O. Maurin a été condamné, son avocat fait appel.

 

Une centaine de personnes est venue soutenir, ce vendredi, Odile Maurin devant le palais de justice de Toulouse. Cette figure des gilets jaunes, handicapée, est poursuivie en justice pour des violences lors d'une manifestation le 30 mars dernier, mais pas seulement...

 

Le "procès du ridicule" selon son avocat

"Ces poursuites sont ridicules " clame son avocat Me Pascal Nakache qui rigole à l'idée que le fauteuil du prévenu soit considéré comme une arme : "les élements n'existent pas ou sont prescrits dans une sorte d'acrobatie juridique, dont le but est de la faire taire."

Pour le conseil de l'activiste, on assiste à une des formes de la "répression du mouvement social" menée ici par le parquet de Toulouse "comme à Montpellier, le parquet se ridiculise."  Serait-elle devenu un symbole ? Son avocat l'assure" elle est à l'évidence une figure du mouvement et ça déplait à beaucoup de monde. Et bien au-delà de Toulouse".

 

Véhémente mais pas violente

"J'ai une trentaine de témoins de moralité montrant que je ne suis pas quelqu'un de violent, véhémente oui parfois" explique celle qui est aussi militante de l'association Handisocial.

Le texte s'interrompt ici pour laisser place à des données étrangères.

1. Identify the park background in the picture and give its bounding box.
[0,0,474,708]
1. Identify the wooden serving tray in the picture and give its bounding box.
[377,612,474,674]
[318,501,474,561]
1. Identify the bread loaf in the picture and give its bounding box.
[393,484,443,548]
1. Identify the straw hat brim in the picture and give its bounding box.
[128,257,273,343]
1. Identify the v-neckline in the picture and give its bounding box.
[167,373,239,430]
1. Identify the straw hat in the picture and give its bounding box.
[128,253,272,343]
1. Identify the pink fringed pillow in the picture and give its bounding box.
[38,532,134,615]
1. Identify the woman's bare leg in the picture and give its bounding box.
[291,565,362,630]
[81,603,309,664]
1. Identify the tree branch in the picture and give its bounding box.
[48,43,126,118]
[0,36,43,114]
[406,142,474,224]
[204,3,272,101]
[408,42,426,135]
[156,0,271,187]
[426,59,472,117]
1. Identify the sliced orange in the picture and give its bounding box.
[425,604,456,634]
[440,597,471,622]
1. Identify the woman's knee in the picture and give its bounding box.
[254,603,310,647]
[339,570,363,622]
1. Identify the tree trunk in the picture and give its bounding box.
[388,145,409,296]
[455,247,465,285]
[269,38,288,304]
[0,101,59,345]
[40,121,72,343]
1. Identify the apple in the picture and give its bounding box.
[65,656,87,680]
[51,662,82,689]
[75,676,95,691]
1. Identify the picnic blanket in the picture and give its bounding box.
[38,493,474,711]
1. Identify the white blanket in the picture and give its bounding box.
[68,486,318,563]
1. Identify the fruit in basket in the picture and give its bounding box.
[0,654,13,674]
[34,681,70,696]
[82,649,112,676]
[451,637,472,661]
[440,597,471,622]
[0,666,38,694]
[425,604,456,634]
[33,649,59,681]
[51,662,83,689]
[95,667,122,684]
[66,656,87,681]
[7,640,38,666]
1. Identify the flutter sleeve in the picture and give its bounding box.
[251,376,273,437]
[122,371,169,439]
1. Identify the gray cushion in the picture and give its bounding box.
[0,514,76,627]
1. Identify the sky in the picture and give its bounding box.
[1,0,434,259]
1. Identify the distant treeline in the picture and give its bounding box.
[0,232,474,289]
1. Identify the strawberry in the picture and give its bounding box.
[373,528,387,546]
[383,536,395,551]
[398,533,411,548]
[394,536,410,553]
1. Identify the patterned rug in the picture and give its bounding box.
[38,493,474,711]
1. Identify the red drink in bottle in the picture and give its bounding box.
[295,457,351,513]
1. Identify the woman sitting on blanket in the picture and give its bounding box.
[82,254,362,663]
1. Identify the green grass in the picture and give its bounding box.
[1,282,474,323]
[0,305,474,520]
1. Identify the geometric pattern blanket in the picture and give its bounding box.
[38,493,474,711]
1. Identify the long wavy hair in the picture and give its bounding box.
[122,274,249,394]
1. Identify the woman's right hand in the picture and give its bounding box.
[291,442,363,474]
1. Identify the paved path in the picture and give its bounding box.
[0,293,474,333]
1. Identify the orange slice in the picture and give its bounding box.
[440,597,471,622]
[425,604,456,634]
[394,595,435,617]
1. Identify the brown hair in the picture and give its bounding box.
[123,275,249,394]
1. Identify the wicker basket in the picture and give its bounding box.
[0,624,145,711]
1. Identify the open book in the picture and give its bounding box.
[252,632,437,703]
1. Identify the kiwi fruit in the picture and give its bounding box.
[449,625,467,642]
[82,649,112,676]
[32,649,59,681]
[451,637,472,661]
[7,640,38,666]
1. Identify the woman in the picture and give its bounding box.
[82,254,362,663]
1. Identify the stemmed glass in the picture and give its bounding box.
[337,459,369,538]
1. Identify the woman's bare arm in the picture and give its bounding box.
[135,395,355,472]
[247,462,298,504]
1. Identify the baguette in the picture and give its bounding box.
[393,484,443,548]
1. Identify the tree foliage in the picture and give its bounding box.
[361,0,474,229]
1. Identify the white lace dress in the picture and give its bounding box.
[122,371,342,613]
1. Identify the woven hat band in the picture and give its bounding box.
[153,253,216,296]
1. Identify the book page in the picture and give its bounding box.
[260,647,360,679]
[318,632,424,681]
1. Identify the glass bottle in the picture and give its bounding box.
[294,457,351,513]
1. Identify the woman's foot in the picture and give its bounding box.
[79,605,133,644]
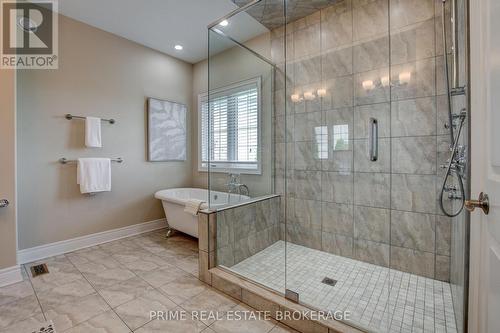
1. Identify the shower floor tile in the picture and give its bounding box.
[230,241,457,333]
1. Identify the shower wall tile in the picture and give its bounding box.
[321,2,352,50]
[321,75,354,110]
[354,68,390,105]
[354,172,391,208]
[321,150,354,172]
[290,170,321,200]
[353,0,389,41]
[293,24,320,59]
[391,210,436,252]
[354,239,390,267]
[391,18,436,65]
[322,47,353,80]
[320,202,354,237]
[294,112,322,141]
[321,232,354,258]
[294,56,321,85]
[390,0,434,29]
[293,141,322,170]
[353,103,391,139]
[435,255,451,281]
[391,246,435,279]
[286,224,322,250]
[354,139,391,173]
[391,58,436,100]
[354,206,391,244]
[391,174,436,214]
[286,199,321,230]
[436,216,451,256]
[392,136,436,175]
[391,97,436,137]
[320,172,353,204]
[353,36,389,73]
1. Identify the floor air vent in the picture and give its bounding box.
[321,278,337,287]
[30,264,49,277]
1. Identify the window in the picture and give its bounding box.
[198,78,261,174]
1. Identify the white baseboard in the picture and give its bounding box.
[17,219,167,264]
[0,265,23,287]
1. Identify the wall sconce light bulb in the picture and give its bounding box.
[362,80,375,90]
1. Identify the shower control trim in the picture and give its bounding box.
[370,118,378,162]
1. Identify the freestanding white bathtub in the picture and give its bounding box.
[155,188,250,238]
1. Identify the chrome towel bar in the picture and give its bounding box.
[59,157,123,164]
[64,113,116,125]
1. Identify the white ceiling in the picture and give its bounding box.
[59,0,267,63]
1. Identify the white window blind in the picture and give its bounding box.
[199,79,260,173]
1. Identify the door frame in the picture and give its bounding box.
[468,0,489,333]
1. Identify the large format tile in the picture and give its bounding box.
[115,290,177,330]
[37,276,95,310]
[65,311,130,333]
[391,210,436,252]
[321,172,353,204]
[159,276,209,304]
[0,295,42,329]
[210,305,276,333]
[354,172,391,208]
[98,277,153,308]
[138,266,187,288]
[0,281,35,306]
[391,246,434,279]
[354,206,391,244]
[181,289,238,325]
[391,97,436,137]
[44,294,110,332]
[391,174,437,214]
[391,136,437,175]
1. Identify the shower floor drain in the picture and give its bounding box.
[321,278,337,287]
[30,264,49,277]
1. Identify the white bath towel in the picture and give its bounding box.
[184,199,207,216]
[76,158,111,193]
[85,117,102,148]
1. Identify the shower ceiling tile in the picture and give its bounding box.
[233,0,342,30]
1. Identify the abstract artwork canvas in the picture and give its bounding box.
[148,98,187,162]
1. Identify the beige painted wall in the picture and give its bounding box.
[0,69,17,269]
[17,16,192,252]
[191,34,273,197]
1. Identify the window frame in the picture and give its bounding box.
[198,76,262,175]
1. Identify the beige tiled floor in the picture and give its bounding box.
[0,230,293,333]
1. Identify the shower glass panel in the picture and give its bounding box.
[207,0,469,332]
[206,3,285,293]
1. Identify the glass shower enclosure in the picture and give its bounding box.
[204,0,468,332]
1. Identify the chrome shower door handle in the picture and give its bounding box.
[368,118,378,162]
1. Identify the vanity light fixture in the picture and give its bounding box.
[290,94,302,103]
[304,91,316,101]
[399,72,411,84]
[380,76,391,87]
[362,80,375,90]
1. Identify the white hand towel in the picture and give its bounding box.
[184,199,206,216]
[85,117,102,148]
[76,158,111,194]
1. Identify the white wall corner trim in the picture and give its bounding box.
[17,219,167,264]
[0,265,23,287]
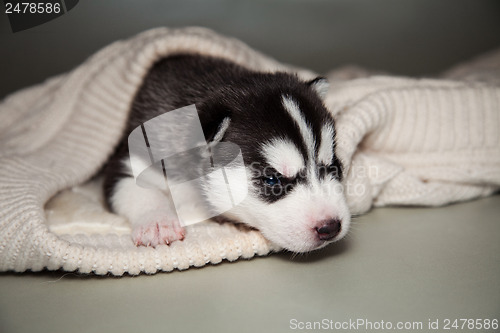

Lors de l'acte 20 des Gilets jaunes à Toulouse, un policier aurait manipulé le joystick de son fauteuil électrique pour la sortir du chemin, l'engin avait été projeté sur un véhicule, blessant légèrement un agent et plus sérieusement Odile Maurin "j'ai eu 5 fractures du pied, une entorse et de multiples bleus et suis resté 1h30 en garde à vue sans avoir de soins. Ces accusations sont fantaisistes. Et ma plainte n'a pas été instruite."

Odile Maurin est aussi jugée pour outrage - elle avait copieusement insulté une commissaire de police chargée du maintien de l'ordre à Toulouse, dans une vidéo sur les réseaux sociaux - et entrave à l’arrivée des secours pour avoir bloqué le passage du canon à eau des forces de l'ordre.

A l'audience, la notion de violence avec arme a été requalifiée en violence sur personne dépositaire de l'autorité publique. L'infraction pour la diffusion d'une photo d'un commissaire de police sur les réseaux sociaux s'est avérée prescrite. 

Odile Maurin a été declarée coupable des seules violences et condamnée à une peine de 2 mois de prison avec sursis et 1 an d'interdiction de manifester avec exécution provisoire. La défense fait appel. 

 

Odile Maurin empêchant les forces de l'ordre d'avancer lors de la manifestation du 15 décembre 2018.

Odile Maurin empêchant les forces de l'ordre d'avancer lors de la manifestation du 15 décembre 2018.